Clay Shirky weighed in with some good comments on why the demise of newspapers will mean a rise in corruption in politics and other bad behaviors.
n the nightmare scenario that I’ve kind of been spinning at for the last couple years has been: Every town in this country of 500,000 or less just sinks into casual, endemic, civic corruption — that without somebody going down to the city council again today, just in case, that those places will simply revert to self-dealing. Not of epic, catastrophic sorts, but the sort that just takes five percent off the top. Newspapers have been our principal bulwark for that, and as they’re shrinking, that I think is where the threat is.
I think he’s probably wrong, that something else will emerge. There will always be lawyers with principles or ambitions to power who will attack low-grade corruption; newspapers expose things and embarrass people, but the lawyers tend to be the ones to do something about it.
Much of the rest of his talk will matter mostly to people like me, who work in the media and wonder how much longer we can say that.
In that vein, he cites three publications that have successfully charged for their content, or kept it from free riders: the Wall Street Journal, the Financial Times and the Economist. Shirky explains their success away by calling them stock pickers books. That’s not quite true of the Economist, and as the Wall Street Journal becomes more of a traditional Murdoch paper, it’s less true of it. There must be something else to it. Fortune, Forbes and Business Week also move markets, but they each seem to have seats in Charon’s boat. Of course, none of the latter three did much to wall off their online content, which may be why they’re lagging so badly. But would anyone now pay for Business Week or Forbes online?
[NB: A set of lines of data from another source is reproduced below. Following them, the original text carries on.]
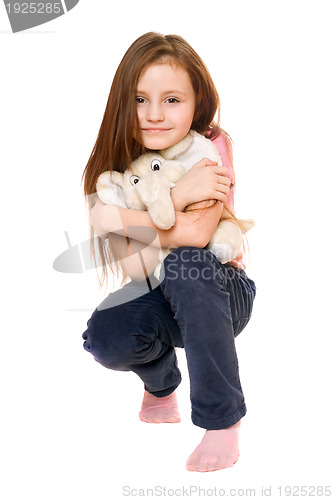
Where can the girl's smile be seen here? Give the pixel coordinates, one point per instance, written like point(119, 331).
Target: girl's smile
point(165, 105)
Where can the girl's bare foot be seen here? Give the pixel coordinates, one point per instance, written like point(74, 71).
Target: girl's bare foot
point(218, 450)
point(159, 410)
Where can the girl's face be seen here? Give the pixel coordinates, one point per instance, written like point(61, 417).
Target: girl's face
point(165, 105)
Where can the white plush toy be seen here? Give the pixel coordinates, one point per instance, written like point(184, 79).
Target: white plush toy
point(147, 182)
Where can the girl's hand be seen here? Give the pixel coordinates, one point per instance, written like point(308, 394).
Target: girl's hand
point(206, 180)
point(105, 218)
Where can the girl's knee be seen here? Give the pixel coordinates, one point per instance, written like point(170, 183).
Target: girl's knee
point(113, 342)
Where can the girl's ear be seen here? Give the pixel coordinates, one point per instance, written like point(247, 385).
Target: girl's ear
point(117, 178)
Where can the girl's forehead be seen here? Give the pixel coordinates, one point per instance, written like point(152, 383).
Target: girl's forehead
point(162, 72)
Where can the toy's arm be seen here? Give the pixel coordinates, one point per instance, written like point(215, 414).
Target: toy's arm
point(192, 228)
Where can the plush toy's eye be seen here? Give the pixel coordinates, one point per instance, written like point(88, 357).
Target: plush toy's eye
point(134, 179)
point(156, 164)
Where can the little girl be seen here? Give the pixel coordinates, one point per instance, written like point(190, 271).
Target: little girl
point(161, 90)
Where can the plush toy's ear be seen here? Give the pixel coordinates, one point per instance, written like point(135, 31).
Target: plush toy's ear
point(117, 178)
point(109, 191)
point(246, 224)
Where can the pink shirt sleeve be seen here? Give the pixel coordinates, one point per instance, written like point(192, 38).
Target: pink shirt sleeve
point(224, 147)
point(223, 144)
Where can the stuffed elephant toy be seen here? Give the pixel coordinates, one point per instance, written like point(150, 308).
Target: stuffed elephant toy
point(146, 185)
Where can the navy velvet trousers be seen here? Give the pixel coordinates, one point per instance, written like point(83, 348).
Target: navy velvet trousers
point(200, 305)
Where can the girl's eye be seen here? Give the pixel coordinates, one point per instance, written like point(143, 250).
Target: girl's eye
point(156, 164)
point(172, 100)
point(134, 179)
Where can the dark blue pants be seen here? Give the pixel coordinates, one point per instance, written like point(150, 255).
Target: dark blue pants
point(201, 305)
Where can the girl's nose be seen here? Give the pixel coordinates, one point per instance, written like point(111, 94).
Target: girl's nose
point(155, 113)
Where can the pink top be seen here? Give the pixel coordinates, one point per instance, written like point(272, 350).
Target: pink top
point(223, 144)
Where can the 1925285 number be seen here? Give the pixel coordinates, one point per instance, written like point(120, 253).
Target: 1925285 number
point(34, 8)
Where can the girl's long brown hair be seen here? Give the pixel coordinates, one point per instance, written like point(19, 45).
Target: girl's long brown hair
point(116, 147)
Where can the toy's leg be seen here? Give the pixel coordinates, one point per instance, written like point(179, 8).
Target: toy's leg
point(211, 303)
point(139, 335)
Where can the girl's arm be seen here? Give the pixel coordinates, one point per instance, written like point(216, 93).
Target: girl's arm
point(204, 181)
point(194, 228)
point(138, 260)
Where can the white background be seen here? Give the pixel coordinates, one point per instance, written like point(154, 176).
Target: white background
point(69, 428)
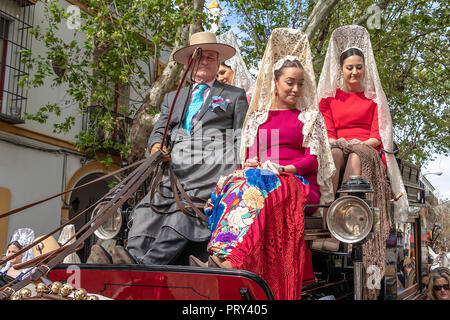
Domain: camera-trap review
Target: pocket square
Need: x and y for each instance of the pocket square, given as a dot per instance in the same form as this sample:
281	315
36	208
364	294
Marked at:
218	102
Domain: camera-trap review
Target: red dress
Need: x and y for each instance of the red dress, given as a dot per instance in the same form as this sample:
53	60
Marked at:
350	115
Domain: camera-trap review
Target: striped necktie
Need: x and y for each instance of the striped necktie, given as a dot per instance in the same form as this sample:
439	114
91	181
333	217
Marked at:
194	107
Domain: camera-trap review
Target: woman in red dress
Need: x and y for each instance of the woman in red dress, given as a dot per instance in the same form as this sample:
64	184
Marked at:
350	115
359	127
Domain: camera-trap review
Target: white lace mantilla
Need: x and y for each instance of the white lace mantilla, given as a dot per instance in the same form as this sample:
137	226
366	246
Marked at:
288	44
242	77
354	36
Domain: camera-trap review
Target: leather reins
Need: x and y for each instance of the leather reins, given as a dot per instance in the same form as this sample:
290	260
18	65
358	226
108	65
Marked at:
153	166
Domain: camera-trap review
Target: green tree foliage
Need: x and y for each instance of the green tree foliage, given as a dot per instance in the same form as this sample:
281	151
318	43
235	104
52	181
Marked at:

His discussion of why the Boston Globe reports on Catholic Church abuses sparked an international incident in 2002 when similar stories a decade earlier did not was also interesting. I remember being shocked at the shock; I had lived in Boston area in 1992 and thought it was an odd reaction. Shirky credits the internet, but as one of his questioners points out, nobody picked up on the Boston Phoenix coverage of the issue in 2002. Perhaps there was something else going on, the same thing that would explain why the Da Vinci Code sold so well though Angels and Demons had not.